Pada 21 Febuari 2007, Masyarakat Ekonomi Syariah (MES) menyelenggarakan seminar bulanan bertema “Pembenahan Manajemen Perbankan Syariah dalam menghadapi Industri Perbankan 2010”. Penyelenggaraan seminar tersebut selang beberapa hari setelah usainya acara pemberian berbagai penghargaan (award) kepada bank-bank syariah dan lembaga keuangan syariah lain atas pencapaian kinerja terbaiknya selama 2006.
Mengingat pentingnya tema tersebut terutama didalam menjaga agar perbankan syariah benar-benar berada pada arah dan jalur yang sesuai dengan maqasid as syariah sehingga peranannya sebagai rahmatan lilalamin dapat terwujud, maka penulis merasa perlu untuk membuat tulisan ini yang berasal dari sebagaian materi presentasi penulis dengan harapan agar segenap stakeholders bank syariah dapat memahami permasalahan yang ada dan berupaya untuk secara bersama-sama mengatasi masalah tersebut karena pengembangan bank syariah dan pencapaian misinya merupakan tanggung jawab kita semua.

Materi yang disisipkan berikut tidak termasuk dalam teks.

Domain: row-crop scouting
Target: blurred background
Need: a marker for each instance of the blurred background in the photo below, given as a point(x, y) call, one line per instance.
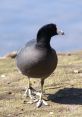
point(21, 19)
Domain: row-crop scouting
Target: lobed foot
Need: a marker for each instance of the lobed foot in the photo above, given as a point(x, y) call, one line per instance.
point(35, 97)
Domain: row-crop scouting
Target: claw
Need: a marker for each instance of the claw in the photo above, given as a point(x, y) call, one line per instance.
point(39, 103)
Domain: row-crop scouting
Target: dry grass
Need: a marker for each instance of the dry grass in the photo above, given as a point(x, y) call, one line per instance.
point(63, 90)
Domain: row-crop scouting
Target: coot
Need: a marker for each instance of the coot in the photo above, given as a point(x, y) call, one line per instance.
point(38, 59)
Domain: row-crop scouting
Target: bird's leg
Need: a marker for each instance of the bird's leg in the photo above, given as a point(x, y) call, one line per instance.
point(30, 92)
point(41, 101)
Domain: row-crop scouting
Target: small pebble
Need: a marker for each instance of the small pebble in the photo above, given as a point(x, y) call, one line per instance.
point(76, 71)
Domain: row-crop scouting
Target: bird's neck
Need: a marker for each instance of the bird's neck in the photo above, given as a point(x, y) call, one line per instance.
point(44, 42)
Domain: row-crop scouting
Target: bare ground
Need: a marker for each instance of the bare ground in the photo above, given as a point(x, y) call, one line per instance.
point(63, 89)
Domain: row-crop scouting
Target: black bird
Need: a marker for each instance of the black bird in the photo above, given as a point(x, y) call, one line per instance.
point(38, 59)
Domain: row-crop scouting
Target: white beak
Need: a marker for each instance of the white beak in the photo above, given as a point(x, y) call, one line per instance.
point(60, 32)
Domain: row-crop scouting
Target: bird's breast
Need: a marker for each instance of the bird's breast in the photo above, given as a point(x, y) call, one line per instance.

Tema diatas mengindikasikan bahwa, pertama, selama ini terdapat permasalahan manajemen perbankan syariah yang harus dibenahi, terlepas dari berbagai keberhasilan atau prestasi yang dicapainya. Kedua, Perkembangan perbankan syariah harus sejalan dengan visi dan misi Arsitektur Perbankan Indonesia (API) dan Cetak Biru Perbankan Syariah yang telah dikeluarkan oleh Bank Indonesia.
Indikator Permasalahan
Dari hasil kajian dan pengamatan terhadap kegiatan bank-bank syariah, permasalahan manajemen perbankan syariah dapat dilihat antara lain sebagai berikut:
Pertama, Adanya perlambatan pertumbuhan aset, dimana pada tahun 2003 dan 2004, aset perbankan syariah mengalami kenaikan masing-masing sebesar 94 persen dan 95 persen, sedangkan pada tahun 2005 dan 2006, kenaikan tersebut lebih kecil yaitu masing-masing 36 persen dan 28 persen padahal industri perbankan syariah masih berada pada masa awal pertumbuhan.
Kedua, Komposisi pembiayaan berbasis bagi hasil masih relatif kecil yaitu sekitar 30 persen sementara hampir seluruh literatur tentang ekonomi dan keuangan islam menyebutkan bahwa karakteristik lembaga keuangan islam adalah pada skim bagi hasil tersebut.
Ketiga, Pembiayaan bermasalah memiliki kecenderungan yang terus meningkat, dimana pada tahun 2006 telah mencapai 4,75 persen atau sekitar dua kali lipat dari tahun 2003 yang hanya sebesar 2,34 persen.
Keempat, Porsi pembiayaan untuk tujuan konsumsi mengalami peningkatan dari 20,44 persen pada Maret 2006 menjadi 27,71 persen pada akhir tahun 2006 padahal orientasi kegiatan pembiayaan bank syariah seharusnya untuk tujuan investasi atau pengembangan sektor riil.
Kelima, Permasalahan non-finansial seperti penyimpangan operasional, keterbatasan sumber daya insani, keterbatasan kemampuan melaksanakan inovasi produk dan menyediakan Teknologi Informasi yang memadai serta kurangnya semangat kerjasama diantara sesama bank syariah sebagai salah satu prinsip ekonomi islam, masih perlu mendapat perhatian semua stakeholders untuk mengatasinya.
Bank Indonesia dalam API nya juga menyebutkan bahwa tantangan perbankan syariah meliputi: cakupan pasar yang masih terbatas, pemahaman masyarakat tentang sistem dan produk syariah masih rendah, perlu ditingkatkannya peranan institusi pendukung dan porsi skim pembiayaan bagi hasil yang masih rendah.